Prescod-Weinstein "fails to note the most obvious explanation" for string theory’s morass, Sokal wrote: "String theory has failed to succeed in expected ways because the problems being studied are extraordinarily difficult."

The 2020 paper wouldn’t be the last time Prescod-Weinstein got out over her skis. Two years later, in a blog post written with three other scientists, she alleged that James Webb—the former head of NASA for whom the agency’s high-powered telescope is named—had overseen a purge of gay employees in the 1960s.

She continued making that claim even after it had been debunked in an 89-page report by NASA’s chief historian, Brian Odom. "[N]o available evidence directly links Webb to any actions or follow-up related to the firing of individuals for their sexual orientation," the report said.

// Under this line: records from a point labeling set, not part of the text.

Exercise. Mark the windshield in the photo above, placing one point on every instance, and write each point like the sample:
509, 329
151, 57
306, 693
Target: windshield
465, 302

After Hamas massacred 1,200 Israelis on Oct. 7, 2023, Prescod-Weinstein, who describes herself as "#BlackandSTEM and all Jewish," became a vocal apologist for the anti-Israel protests that roiled American campuses and frequently bled into anti-Semitism.

"I am enormously proud of the students who have sacrificed to fight back against a genocide," she wrote in August. "Let the students protest, and don’t fucking snitch. Free Palestine!"

The post revealed an activist conception of Jewish identity that Prescod-Weinstein had discussed in a 2019 roundtable with the Forward.

"White Jews may not live at the center of the tent of whiteness, but they are still white," she told the Jewish magazine. "When white Jews refuse to acknowledge that they benefit from and participate in white supremacy, they are wasting time that could otherwise be spent upending that white supremacy."

The Energy Department declined to comment on Prescod-Weinstein’s remarks about race and gender, but said that she attended a HEPAP meeting in December where "she contributed to discussion of several topics, all of which were related to agenda items."

One of those topics was the security measures at Fermilab, a national particle physics laboratory overseen by the DOE. During the meeting, which is available online, Prescod-Weinstein expressed concern that the high level of security could exacerbate "anti-Asian" and "anti-Arabic" racism.

"I worry a little bit about the intersection of those kinds of social and structural biases with these kinds of security issues that are put into place," she said. "How is the committee thinking about ensuring that people’s Title VII rights are upheld?"